The stock market isn't rising because the Federal Reserve is printing money. I keep hearing this all around and it is intellectually dishonest and it spits in the face of every hard working CEO and CFO of public companies who are being forced to be more efficient than ever with less clarity of the future.

They are also being forced to be more creative in dealing with an over-burdensome regulatory environment. The executives of these public companies are posting great earnings while having to also navigate through the  hurdles that ObamaCare has put in front of them, along with soft global economic conditions where they derive most of their growth from.

The stock market is rising because earnings are strong and with interest rates low, the market's acceptable valuations are much higher than when interest rates are high.
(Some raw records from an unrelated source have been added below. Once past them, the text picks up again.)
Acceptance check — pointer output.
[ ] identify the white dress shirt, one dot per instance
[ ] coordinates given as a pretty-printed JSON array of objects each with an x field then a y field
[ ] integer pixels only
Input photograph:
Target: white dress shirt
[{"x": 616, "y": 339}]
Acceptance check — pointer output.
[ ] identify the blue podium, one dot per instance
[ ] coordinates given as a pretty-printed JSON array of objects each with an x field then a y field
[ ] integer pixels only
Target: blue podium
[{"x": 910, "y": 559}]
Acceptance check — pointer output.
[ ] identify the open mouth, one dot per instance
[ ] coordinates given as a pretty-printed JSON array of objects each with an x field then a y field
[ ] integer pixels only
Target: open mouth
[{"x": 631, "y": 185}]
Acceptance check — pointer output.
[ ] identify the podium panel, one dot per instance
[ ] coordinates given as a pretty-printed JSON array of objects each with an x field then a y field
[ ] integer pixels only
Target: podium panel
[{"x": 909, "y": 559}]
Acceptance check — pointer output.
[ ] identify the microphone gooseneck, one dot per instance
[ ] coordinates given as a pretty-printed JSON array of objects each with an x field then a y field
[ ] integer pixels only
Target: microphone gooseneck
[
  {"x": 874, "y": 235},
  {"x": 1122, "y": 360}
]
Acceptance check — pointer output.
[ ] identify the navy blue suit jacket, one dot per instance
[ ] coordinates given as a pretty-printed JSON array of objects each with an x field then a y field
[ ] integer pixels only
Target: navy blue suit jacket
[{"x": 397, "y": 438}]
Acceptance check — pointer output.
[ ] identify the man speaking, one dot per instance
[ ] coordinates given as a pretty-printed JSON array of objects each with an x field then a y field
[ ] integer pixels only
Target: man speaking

Even with the nominal numbers on the major averages hitting highs, the stock market based -- on earnings forecasts -- is still 20% below where it should be. To be clear, stocks as of right now are 10% undervalued, and should be 10-15% overvalued. They aren't.

The Fed only has direct control over the fed funds rate and the discount rate.  Money printing attempts to affect the long end of the yield curve and this has little impact on stock market earnings nor valuations.

Make no mistake about it, the printing of money is disastrous for our economy today and for tomorrow, but the printing of money isn't the reason stocks have moved up. It just isn't that simple and to attribute the rise to printing of money through quantitative easing is just flat out wrong. In fact, history supports that when we first start to see a rise in yields on the short end of the curve, it signals that the  world and U.S. economy are recovering and historically it points to a trend of sustained stock price appreciation.

Barring any major geopolitical event, stocks should rise for awhile. Oh, and give a hug to  your closest public company CEO and CFO.